It has occurred to me over the last several weeks (months) that a hobbit’s eating schedule is also the perfect eating schedule for a pregnant woman, or at least this pregnant woman. Allow me to demonstrate.
- Breakfast: Around 6am. This tends to be something like a small muffin or bagel.
- Second breakfast: Around 9am. This is usually eggs or yogurt… or sometimes both.
- Elevensies: Around, well, 11am. This is whatever I happen to have at work that is remotely breakfast-looking, so either fruit, a granola bar, or Cheerios.
- Luncheon: Around 1pm. I almost always bring something from home, usually leftovers. My leftovers are usually some combination of meat, beans, and veggies. (When I cook, I throw whatever I have into a crockpot with a bunch of spices and hope for the best.) If I don’t have leftovers, I make PB&J. (Don’t judge me. It’s still delicious.)

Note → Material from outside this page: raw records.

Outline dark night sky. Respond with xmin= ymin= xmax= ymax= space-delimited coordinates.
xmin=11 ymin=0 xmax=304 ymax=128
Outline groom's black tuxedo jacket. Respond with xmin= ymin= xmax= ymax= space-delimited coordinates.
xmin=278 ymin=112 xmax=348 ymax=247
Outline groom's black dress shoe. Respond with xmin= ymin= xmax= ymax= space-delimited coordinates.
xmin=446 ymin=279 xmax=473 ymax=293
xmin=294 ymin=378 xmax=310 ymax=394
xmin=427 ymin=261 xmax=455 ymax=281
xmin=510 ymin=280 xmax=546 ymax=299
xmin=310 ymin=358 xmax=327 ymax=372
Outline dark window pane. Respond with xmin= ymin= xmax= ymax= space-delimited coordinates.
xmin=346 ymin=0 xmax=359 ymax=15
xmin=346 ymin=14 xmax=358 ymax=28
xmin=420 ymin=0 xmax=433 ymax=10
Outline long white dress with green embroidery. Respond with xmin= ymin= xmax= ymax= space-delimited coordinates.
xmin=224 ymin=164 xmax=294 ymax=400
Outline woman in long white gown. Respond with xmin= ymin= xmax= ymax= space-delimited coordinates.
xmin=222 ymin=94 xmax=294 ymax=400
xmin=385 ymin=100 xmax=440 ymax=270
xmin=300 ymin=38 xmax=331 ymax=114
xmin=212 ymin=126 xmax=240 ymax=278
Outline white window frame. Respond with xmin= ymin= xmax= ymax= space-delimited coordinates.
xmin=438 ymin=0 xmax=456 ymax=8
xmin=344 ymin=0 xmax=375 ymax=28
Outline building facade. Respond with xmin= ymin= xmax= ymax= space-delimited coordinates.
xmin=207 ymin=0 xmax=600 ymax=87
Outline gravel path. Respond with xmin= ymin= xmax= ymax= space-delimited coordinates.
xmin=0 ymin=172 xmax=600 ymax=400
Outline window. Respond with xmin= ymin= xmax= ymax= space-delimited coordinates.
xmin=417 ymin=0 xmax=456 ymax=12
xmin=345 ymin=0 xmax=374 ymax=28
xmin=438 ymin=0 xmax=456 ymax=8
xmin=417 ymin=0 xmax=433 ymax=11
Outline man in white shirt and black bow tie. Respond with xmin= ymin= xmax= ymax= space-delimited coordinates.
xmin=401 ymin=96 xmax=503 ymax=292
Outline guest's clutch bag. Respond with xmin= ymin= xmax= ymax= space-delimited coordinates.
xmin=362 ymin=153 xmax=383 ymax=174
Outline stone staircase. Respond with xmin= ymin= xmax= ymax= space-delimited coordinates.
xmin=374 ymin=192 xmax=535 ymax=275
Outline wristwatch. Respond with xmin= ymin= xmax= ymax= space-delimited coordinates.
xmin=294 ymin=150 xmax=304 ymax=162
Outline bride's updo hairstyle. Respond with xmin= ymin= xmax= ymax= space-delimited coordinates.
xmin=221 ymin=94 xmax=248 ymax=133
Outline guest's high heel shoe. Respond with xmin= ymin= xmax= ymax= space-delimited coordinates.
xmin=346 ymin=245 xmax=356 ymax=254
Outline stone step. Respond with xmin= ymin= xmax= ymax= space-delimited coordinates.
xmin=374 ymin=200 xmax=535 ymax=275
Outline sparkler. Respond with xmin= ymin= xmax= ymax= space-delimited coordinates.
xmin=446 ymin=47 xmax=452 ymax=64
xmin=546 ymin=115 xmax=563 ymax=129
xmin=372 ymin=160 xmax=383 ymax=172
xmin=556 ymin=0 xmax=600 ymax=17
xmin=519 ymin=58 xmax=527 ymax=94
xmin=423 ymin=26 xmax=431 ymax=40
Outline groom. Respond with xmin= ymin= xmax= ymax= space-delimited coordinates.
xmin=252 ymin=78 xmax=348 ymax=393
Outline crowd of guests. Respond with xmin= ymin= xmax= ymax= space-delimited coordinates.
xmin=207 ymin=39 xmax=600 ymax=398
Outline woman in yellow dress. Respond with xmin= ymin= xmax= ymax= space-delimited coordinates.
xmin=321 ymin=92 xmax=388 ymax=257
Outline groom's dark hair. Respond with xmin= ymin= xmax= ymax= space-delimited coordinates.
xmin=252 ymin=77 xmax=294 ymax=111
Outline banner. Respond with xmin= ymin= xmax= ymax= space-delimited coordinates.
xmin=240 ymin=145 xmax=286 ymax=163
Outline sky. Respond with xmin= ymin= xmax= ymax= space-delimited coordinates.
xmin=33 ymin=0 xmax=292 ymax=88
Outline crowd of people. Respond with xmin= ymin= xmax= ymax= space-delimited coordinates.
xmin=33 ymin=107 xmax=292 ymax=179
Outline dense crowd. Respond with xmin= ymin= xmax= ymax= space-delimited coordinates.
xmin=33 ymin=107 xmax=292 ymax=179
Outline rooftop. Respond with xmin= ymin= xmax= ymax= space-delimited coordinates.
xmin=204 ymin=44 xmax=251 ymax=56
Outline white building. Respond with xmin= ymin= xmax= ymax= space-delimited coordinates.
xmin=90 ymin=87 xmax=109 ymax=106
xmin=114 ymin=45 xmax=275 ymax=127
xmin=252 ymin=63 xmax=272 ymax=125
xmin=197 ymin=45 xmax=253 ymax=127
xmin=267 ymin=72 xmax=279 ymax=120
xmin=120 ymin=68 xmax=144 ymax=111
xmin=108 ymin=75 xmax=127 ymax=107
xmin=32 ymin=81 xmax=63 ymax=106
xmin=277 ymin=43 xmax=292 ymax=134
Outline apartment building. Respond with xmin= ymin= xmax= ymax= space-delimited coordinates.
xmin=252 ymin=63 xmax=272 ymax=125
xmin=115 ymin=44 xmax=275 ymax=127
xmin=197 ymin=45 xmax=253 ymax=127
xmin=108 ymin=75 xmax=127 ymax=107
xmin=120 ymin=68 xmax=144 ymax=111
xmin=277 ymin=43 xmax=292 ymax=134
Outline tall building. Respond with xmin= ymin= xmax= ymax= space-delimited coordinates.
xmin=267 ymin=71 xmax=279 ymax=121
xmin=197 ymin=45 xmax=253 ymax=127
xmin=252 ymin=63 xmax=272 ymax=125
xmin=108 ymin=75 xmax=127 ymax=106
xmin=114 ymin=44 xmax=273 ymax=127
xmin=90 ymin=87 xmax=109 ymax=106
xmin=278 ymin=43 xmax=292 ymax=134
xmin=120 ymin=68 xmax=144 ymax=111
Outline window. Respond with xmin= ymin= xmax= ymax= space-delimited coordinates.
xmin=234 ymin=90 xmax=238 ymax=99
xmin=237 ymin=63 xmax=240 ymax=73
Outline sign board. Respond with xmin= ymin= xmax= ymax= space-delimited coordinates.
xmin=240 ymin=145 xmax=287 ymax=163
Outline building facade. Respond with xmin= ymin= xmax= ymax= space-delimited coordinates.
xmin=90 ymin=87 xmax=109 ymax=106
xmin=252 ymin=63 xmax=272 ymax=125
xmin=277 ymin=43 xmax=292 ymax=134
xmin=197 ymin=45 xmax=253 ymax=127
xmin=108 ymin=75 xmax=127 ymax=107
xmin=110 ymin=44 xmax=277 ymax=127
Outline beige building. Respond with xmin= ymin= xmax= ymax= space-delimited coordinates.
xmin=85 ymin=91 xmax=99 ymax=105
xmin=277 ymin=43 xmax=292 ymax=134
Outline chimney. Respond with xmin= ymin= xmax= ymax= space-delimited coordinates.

- Afternoon tea: Sometime in the afternoon whenever I get hungry again. Since I am still at work, this also tends to be whatever I have at work, so either fruit, peanut butter and crackers, trail mix. Oh, and also tea (of course).
- Dinner: Around 7 or 8pm. This varies a lot. See my earlier note about my style of cooking.
- Supper: Ok, I really don’t eat supper as in the meal you are very likely thinking of right now. But, assuming I’m not already in bed at 9pm, I do eat something again because… hungry. This also varies a lot.